The year wasn’t perfect for NASCAR, but by the time the flag flew at Phoenix, the sport at least felt a little back to normal. The campgrounds were filled again and fans roamed the garage bays at Phoenix, where anyone with a ticket could get within a few feet of the cars and stars.
The weekend was NASCAR’s biggest event since the 2020 season-opening Daytona 500 before the pandemic.
Larson also gave NASCAR its first Cup champion from its diversity program. He’s half Japanese and the first Asian champion. Bubba Wallace, another graduate of NASCAR’s diversity program, scored his first Cup Series win last month at Talladega.
Larson was suspended all but four races last season for using the slur during an online race. It would have cost him his career had Larson not returned to sprint car racing and also worked off the track to educate himself on social justice issues.

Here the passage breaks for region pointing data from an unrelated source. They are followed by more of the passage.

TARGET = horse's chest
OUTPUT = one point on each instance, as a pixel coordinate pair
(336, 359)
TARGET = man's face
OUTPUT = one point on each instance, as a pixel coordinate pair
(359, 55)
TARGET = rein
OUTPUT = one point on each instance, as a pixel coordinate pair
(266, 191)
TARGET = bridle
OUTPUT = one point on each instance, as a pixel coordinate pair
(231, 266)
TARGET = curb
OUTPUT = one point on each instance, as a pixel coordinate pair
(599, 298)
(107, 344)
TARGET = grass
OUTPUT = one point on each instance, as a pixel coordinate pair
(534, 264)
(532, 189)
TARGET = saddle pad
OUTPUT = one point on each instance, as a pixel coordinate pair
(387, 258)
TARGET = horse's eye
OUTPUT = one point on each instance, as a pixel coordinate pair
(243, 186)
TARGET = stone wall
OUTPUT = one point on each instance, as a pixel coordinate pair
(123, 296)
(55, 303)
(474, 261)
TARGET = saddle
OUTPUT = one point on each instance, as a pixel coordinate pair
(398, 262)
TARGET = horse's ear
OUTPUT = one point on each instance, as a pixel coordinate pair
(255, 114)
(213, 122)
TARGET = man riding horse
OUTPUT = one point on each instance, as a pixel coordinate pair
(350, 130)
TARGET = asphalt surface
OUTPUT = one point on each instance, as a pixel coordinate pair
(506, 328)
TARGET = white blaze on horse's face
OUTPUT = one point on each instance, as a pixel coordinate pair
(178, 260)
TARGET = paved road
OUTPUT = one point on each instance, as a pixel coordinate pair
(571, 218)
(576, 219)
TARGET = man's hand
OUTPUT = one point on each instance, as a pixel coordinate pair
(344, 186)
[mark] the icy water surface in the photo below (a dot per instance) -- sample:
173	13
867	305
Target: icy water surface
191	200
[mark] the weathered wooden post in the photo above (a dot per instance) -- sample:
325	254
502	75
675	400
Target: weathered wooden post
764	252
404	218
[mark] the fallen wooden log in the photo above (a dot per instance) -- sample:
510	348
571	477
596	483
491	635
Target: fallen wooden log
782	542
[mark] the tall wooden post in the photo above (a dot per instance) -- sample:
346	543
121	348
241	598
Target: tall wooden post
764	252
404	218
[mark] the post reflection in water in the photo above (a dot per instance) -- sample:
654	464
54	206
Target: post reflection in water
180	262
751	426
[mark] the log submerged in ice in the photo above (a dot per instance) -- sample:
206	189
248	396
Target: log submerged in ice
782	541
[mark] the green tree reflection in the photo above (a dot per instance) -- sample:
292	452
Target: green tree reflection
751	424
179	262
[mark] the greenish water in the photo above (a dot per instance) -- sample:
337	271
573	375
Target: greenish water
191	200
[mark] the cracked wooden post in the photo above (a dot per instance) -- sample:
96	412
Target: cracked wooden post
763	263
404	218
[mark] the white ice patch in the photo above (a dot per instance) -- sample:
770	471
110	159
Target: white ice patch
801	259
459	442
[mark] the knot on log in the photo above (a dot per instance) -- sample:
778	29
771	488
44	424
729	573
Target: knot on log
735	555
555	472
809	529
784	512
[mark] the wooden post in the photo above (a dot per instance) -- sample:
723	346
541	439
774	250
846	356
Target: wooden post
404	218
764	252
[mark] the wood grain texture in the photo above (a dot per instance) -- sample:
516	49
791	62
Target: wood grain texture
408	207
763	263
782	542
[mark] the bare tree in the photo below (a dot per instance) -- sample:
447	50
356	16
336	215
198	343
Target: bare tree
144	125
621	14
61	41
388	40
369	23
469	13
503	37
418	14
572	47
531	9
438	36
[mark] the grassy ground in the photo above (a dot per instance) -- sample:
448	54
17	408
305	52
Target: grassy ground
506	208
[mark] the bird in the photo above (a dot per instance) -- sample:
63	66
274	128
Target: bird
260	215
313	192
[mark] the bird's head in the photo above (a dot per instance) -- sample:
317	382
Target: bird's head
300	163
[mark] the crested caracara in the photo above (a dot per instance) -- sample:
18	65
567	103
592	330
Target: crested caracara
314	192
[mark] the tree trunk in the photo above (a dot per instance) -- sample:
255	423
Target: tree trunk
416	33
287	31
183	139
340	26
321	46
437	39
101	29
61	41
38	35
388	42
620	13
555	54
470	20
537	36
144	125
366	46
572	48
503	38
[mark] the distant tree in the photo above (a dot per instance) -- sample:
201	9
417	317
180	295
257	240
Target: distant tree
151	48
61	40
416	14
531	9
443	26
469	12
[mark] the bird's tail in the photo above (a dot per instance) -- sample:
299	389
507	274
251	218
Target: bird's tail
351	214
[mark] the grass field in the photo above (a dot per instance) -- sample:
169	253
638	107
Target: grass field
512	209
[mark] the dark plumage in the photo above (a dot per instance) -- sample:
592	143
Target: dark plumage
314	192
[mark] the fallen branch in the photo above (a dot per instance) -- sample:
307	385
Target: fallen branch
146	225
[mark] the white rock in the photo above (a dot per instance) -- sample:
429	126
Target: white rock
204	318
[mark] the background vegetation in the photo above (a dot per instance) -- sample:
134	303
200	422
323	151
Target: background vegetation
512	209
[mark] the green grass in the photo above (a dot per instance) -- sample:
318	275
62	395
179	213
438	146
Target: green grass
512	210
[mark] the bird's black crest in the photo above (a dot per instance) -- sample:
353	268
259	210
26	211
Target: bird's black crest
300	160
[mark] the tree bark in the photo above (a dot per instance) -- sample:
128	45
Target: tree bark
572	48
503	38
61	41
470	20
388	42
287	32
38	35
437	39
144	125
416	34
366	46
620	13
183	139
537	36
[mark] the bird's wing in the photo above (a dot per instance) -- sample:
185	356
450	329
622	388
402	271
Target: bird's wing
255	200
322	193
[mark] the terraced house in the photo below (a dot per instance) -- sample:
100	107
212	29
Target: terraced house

He made it back into NASCAR under the guidance of Rick Hendrick and Gordon, and he’s now beloved by racing fans. His past rarely comes up with the focus now on his mind-boggling success.
Gordon, Tony Stewart and Mario Andretti all consider Larson the most talented driver in motorsports right now, and in the grandstands, that’s all it takes. The 29-year-old Larson dazzles everywhere, from the biggest stages to the grassroots rural racetracks, and if given the opportunity to drive a race-winning car in the Indianapolis 500, he said he’d try that, too.
Larson will help usher in the overdue Next Gen car, set to debut at the Daytona 500. Much is tied to the success of this car, which was delayed a year because of the pandemic, and NASCAR hopes better competition, new markets and the introduction of new stars will build momentum for a series many saw as dying just a few years ago.
“We are a stronger sport today than we were pre-pandemic. I would argue with anyone who would say otherwise,” NASCAR President Steve Phelps said ahead of the finale.
There is work ahead: Phelps said the industry-wide vaccination rate is “not high enough”; he doesn’t know if the pandemic has delayed the reconfiguration of Auto Club Speedway outside of Los Angeles; and NASCAR wants nothing to do with the “Let’s go, Brandon!” conservative political cry that was derived from a NASCAR race and is now one of the most prevalent slogans sported by spectators at the tracks.
But otherwise, NASCAR waved the final checkered flag on another long season and did it on a high. The right guy won and Larson proved that NASCAR can be a place for second chances.
The next season just three months away.